Menyiapkan baju lebaran selalu mengingatkan saya di masa kecil. Lebaran yang penuh kenangan utamanya yang berkaitan dengan persiapan baju baru.
Ya, bapak dan ibuk saya adalah penjahit. Karenanya kami hampir tidak pernah membeli baju jadi di toko. Semua baju lebaran dirancang sekaligus dijahit ibuk dan bapak.
Sebagai keluarga penjahit kami pasti punya buku mode blad. Buku mode blad adalah buku yang berisi berbagai macam model pakaian. Mode blad selalu diletakkan di ruang tamu untuk orang yang akan menjahitkan pakaian.

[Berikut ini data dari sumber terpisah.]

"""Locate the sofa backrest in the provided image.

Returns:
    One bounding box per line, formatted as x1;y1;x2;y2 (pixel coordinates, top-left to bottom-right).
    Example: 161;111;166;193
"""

Dua minggu menjelang lebaran kami mulai sibuk mencari dan merancang model. Ilham didapat dari buku mode blad lalu dimodifikasi.
Biasanya model dan kain baju kakak dan adik saya dikembar karena keduanya sama-sama laki-laki. Sementara saya paling berbeda karena perempuan sendiri dan dapat paling banyak. He..he.. Mengapa? Karena saya paling rajin membantu bapak memasang kancing, menyetrika baju ataupun membeli perlengkapan jahit, seperti jarum, benang , resluiting dan lainnya.
Di antara semua pelanggan bapak , yang paling saya ingat ada satu pelanggan yang selalu menjahitkan untuk sekeluarga tiap menjelang lebaran. Pelanggan favorit kami.
Mengapa favorit? Pelanggan ini puteranya lima. Jadi sekali menjahitkan ada tujuh stel baju. Untuk ibu , bapak, dan kelima anaknya. Senang? Tentu saja. Banyak jahitan berarti bapak mempunyai banyak uang bukan?
Di zaman itu penjahit sedang berjaya. Toko baju tidak sebanyak sekarang. Akibatnya dua minggu menjelang lebaran bapak mulai menolak jahitan yang diminta untuk berlebaran.
Saat seperti itu biasanya bapak hanya mau menerima jahitan yang akan dipakai sesudah lebaran.